The Tuul River or Tula River (/ˈtuːl/; Туул гол, Tuul gol, /mn/; in older sources also Tola; 𐱃𐰆𐰍𐰞𐰀:𐰇𐰏𐰔) is a river in central and northern Mongolia. Sacred to the Mongols, the Tuul is generally called the Hatan Tuul (Хатан Туул, /mn/; "Queen Tuul"). It is 882.8 km long and drains an area of 49840 sqkm. The Secret History of the Mongols (1240 AD) frequently mentions a "Black Forest of the Tuul River" where the palace of Ong Khan was located.

The river originates in the Khan Khentii Strictly Protected Area in the Khentii Mountains, in the Erdene sum of Töv aimag.
From there, it travels southwest until it reaches the territory of Ulaanbaatar. Its water runs through the southern part of the capital city of Mongolia, continuing in a western direction in large loops. When it meets the border of Bulgan aimag it turns north, running along that border. After it enters Selenge aimag, it discharges into the Orkhon River near the sum center of Orkhontuul sum.

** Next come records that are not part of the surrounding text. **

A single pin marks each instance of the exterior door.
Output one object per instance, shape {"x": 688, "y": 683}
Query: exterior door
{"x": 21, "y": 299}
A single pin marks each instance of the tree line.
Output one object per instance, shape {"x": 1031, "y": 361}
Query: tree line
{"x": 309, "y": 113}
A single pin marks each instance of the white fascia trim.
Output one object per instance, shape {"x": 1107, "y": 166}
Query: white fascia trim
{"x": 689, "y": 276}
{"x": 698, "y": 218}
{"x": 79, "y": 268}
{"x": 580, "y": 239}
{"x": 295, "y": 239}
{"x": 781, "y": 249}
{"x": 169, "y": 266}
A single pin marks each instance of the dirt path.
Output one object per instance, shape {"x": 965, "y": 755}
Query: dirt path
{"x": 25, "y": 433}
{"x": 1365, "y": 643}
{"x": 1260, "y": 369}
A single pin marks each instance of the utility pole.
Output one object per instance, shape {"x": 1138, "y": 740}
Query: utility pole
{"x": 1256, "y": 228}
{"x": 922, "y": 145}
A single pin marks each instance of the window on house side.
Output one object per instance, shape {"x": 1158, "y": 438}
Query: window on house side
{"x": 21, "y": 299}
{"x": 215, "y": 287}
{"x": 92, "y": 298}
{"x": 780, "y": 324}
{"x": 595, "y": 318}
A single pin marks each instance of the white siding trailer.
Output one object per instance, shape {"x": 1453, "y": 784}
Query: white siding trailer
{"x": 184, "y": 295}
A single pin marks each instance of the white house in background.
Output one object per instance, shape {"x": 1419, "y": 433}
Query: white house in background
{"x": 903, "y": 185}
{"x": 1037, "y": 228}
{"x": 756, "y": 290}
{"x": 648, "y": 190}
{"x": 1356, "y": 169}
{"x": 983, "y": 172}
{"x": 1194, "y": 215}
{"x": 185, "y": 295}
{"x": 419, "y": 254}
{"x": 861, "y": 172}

The Orkhon flows into the Selenge River, which flows into Russia and Lake Baikal. The Tuul River also flows along the Khustain Nuruu National Park. It is typically frozen over from the middle of November through the middle of April. Willow forests grow along the Tuul River, and the river itself is home to endangered species of sturgeon. Currently the river is suffering from pollution, some caused by Ulaanbaatar's central sewage treatment facility, as well as heavy mineral and sedimentation pollution caused by gold mining in the Zaamar area. In addition, the steady influx of people settling near the river may be causing a degradation of water quality.

==Usage==
In 2014, almost 100 million m^{3} of water was withdrawn from the river for domestic, livestock, cropland and industrial use, making it the most used river in Mongolia.